|Jean Henri Zuber
was a juior naval officer who came to Korea with the
expedition led by Vice-Admiral Roze in the autumn of
1866. He kept a journal during the expedition which he
used to compose a letter (to his mother?). His grandson, Henri
Ernest Zuber (1901-1967), made a typed copy of portions of that
text (or in HTML
format) which seems to have been preserved in a
'cahier' made or kept by another grandchild, Jeanne
Frey. The son of H.E. Zuber, Professor Roger Zuber,
gave a photocopy of that to a Korean friend from whom
I received it. Professor Zuber gave me permission to
translate and publish it. (English
translation of the letter by Henri Zuber),
Henri Zuber later published an account of his impressions of the island of Ganghwa with some critical remarks on the expedition itself in the magazine Le Tour du Monde in 1872 (English version). He also prepared a map of Korea that incorporated the surveys made by the expedition and a Korean map discovered on Ganghwa Island during the expedition. Some of his drawings served as the basis for the engravings accompanying the 1872 text as well as articles about the expedition published in the journal L'Illustration in early 1867. After his return to France he left the navy and became a celebrated artist. Oddly, no original drawing or painting by him of Korea seems to have survived, although works depicting Japan and China exist. He is generally referenced as simply "Henri Zuber."

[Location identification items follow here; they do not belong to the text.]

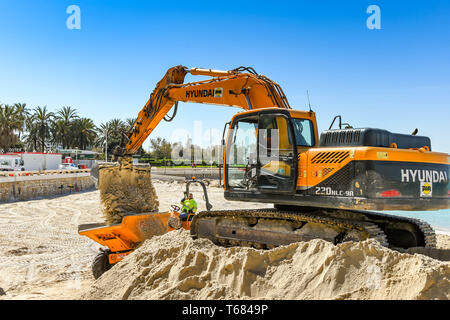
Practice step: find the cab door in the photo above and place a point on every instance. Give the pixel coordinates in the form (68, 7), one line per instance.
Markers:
(277, 160)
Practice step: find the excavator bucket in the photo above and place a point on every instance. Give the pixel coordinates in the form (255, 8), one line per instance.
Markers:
(125, 189)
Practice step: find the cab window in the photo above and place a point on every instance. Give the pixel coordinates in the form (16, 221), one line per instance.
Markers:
(304, 132)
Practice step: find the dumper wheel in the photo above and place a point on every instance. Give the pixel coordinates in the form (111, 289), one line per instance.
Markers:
(100, 264)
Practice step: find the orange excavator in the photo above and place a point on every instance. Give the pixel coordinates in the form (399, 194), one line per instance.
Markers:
(321, 186)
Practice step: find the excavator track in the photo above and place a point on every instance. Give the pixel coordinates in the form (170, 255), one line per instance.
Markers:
(267, 228)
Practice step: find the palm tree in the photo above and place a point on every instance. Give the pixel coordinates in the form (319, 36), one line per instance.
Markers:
(31, 137)
(63, 129)
(10, 123)
(22, 114)
(111, 132)
(84, 132)
(129, 122)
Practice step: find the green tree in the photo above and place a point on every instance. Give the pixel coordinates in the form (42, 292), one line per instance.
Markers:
(84, 133)
(10, 123)
(64, 131)
(160, 148)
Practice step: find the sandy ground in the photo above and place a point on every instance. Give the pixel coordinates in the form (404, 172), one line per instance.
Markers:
(43, 257)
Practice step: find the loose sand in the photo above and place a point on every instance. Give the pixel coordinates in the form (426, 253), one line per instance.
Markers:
(174, 266)
(43, 257)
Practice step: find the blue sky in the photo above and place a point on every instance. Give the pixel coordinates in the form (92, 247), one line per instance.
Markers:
(396, 78)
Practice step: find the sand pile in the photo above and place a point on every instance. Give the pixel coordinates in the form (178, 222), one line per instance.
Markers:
(125, 189)
(174, 266)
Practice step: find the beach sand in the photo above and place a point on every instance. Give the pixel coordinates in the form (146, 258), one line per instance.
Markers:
(43, 257)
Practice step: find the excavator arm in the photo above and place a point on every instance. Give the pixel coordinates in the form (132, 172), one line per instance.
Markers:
(241, 87)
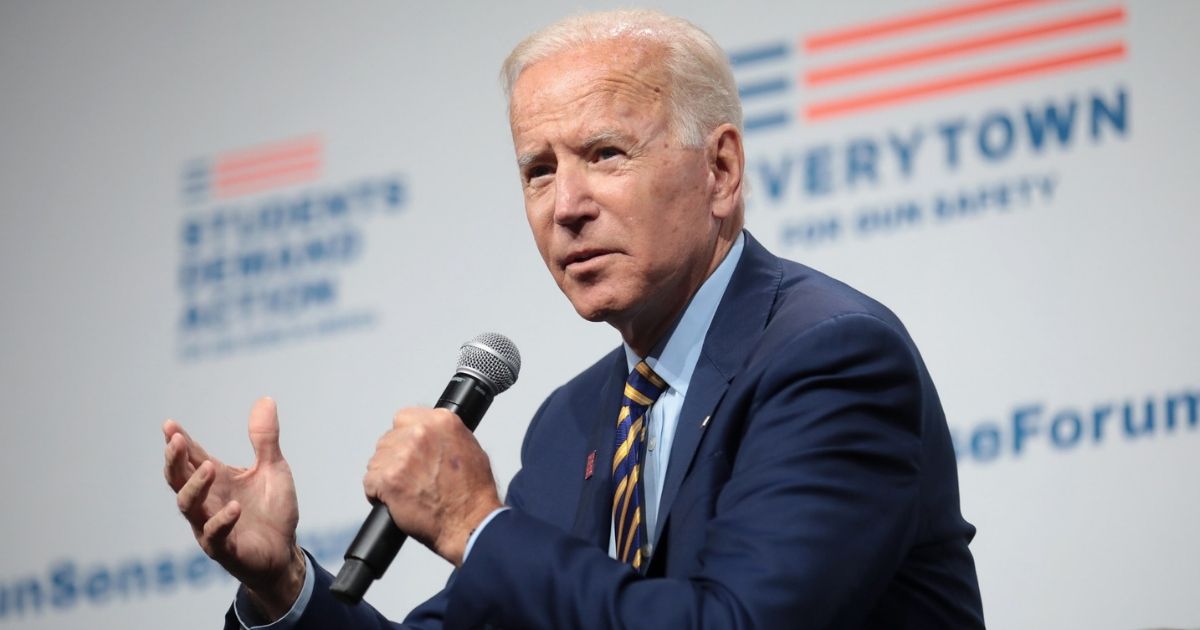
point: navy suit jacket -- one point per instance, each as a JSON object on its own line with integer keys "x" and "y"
{"x": 811, "y": 484}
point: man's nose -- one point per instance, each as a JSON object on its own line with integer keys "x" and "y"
{"x": 573, "y": 196}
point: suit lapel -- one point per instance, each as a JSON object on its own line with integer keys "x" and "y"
{"x": 593, "y": 514}
{"x": 739, "y": 321}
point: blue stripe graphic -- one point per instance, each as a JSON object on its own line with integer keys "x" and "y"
{"x": 762, "y": 53}
{"x": 763, "y": 88}
{"x": 762, "y": 121}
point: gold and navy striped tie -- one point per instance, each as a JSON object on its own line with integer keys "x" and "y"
{"x": 642, "y": 388}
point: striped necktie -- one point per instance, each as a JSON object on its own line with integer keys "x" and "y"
{"x": 642, "y": 388}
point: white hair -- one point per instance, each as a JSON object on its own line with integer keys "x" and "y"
{"x": 701, "y": 91}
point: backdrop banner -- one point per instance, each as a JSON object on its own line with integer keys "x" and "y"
{"x": 210, "y": 202}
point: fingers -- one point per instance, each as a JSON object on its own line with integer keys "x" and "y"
{"x": 177, "y": 467}
{"x": 196, "y": 454}
{"x": 192, "y": 495}
{"x": 264, "y": 431}
{"x": 216, "y": 531}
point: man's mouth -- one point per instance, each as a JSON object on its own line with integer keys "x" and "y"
{"x": 580, "y": 258}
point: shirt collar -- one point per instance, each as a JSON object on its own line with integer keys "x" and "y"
{"x": 681, "y": 353}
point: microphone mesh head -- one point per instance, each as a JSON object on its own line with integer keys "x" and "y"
{"x": 493, "y": 358}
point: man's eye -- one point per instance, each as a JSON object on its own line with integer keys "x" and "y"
{"x": 538, "y": 171}
{"x": 605, "y": 153}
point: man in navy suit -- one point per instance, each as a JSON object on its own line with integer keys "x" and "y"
{"x": 792, "y": 469}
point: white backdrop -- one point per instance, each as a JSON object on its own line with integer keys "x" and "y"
{"x": 204, "y": 203}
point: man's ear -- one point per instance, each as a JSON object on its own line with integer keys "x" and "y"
{"x": 726, "y": 165}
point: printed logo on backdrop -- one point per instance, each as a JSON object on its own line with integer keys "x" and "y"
{"x": 267, "y": 244}
{"x": 855, "y": 119}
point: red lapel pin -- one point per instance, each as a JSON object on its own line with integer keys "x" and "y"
{"x": 591, "y": 467}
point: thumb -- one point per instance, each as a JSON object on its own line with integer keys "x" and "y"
{"x": 264, "y": 431}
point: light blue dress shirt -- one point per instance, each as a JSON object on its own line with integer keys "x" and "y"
{"x": 676, "y": 364}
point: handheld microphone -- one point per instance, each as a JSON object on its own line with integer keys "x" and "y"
{"x": 487, "y": 365}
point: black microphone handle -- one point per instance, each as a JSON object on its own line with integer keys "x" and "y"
{"x": 378, "y": 540}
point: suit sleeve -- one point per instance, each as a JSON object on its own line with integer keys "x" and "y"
{"x": 820, "y": 505}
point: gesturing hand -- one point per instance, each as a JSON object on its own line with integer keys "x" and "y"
{"x": 245, "y": 519}
{"x": 435, "y": 479}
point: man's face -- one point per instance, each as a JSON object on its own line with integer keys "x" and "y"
{"x": 619, "y": 209}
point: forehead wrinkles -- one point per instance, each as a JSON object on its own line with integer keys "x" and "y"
{"x": 595, "y": 81}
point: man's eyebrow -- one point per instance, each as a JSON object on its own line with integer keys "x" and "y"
{"x": 525, "y": 160}
{"x": 604, "y": 137}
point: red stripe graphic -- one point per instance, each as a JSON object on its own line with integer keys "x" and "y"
{"x": 269, "y": 172}
{"x": 268, "y": 167}
{"x": 1061, "y": 27}
{"x": 822, "y": 41}
{"x": 286, "y": 150}
{"x": 1111, "y": 52}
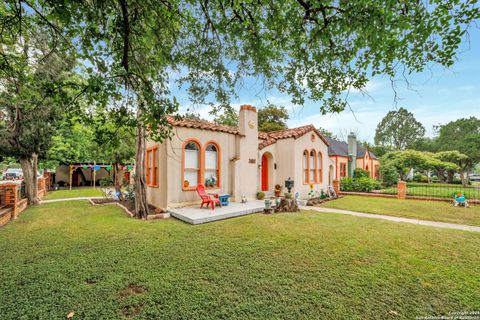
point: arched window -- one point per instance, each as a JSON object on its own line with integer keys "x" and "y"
{"x": 320, "y": 167}
{"x": 305, "y": 166}
{"x": 151, "y": 166}
{"x": 191, "y": 164}
{"x": 313, "y": 167}
{"x": 212, "y": 165}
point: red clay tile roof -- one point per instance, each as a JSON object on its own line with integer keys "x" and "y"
{"x": 201, "y": 124}
{"x": 267, "y": 137}
{"x": 271, "y": 137}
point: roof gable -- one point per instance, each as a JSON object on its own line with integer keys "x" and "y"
{"x": 270, "y": 138}
{"x": 340, "y": 148}
{"x": 202, "y": 125}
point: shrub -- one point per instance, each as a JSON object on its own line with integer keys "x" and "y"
{"x": 389, "y": 174}
{"x": 130, "y": 192}
{"x": 105, "y": 182}
{"x": 363, "y": 184}
{"x": 418, "y": 177}
{"x": 360, "y": 173}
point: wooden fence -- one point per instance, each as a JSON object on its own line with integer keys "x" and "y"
{"x": 13, "y": 201}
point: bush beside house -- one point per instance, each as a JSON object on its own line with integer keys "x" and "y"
{"x": 363, "y": 184}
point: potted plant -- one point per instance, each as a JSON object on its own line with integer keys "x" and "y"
{"x": 278, "y": 190}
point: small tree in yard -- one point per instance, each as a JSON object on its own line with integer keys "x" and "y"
{"x": 462, "y": 135}
{"x": 306, "y": 49}
{"x": 116, "y": 139}
{"x": 462, "y": 164}
{"x": 399, "y": 130}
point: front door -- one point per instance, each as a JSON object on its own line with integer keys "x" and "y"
{"x": 264, "y": 173}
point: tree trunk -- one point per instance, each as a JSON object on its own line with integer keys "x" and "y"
{"x": 450, "y": 176}
{"x": 441, "y": 175}
{"x": 464, "y": 178}
{"x": 117, "y": 180}
{"x": 141, "y": 205}
{"x": 29, "y": 169}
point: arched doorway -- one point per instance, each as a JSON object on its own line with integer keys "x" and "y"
{"x": 330, "y": 175}
{"x": 264, "y": 172}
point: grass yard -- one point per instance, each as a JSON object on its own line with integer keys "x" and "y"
{"x": 94, "y": 261}
{"x": 418, "y": 209}
{"x": 74, "y": 193}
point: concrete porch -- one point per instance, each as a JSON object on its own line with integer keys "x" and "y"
{"x": 195, "y": 215}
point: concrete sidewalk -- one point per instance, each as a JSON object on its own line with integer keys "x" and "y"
{"x": 69, "y": 199}
{"x": 397, "y": 219}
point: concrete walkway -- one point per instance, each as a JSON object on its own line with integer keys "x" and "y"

The home page of L'association des amis du peintre Henri Zuber
Biography of Jean Henri Zuber
Born 24 June 1844 in Rixheim, Alsace
Studied in Strasbourg then Paris, before entering l'École navale de Brest in 1861, where he met the painter of seascapes Étienne Mayer, becoming his pupil from 1862 until 1863. He then joins the French navy, encouraged by his parents.
The naval officer
Having received the rank of aspirant, he embarks on the Montebello.
In 1864, he embarks on the frigate La Thémis which is to escort the Emperor Maximilien from Austria to Mexico.
In January 1865 he embarks on the corvette Le Primauguet which is on its way to join the naval division of the China seas, a part of the French naval forces in the Far East based in Saïgon, whose Commander-in-chief at the time is Amiral and Governor of Indochina, Pierre-Paul de La Grandière.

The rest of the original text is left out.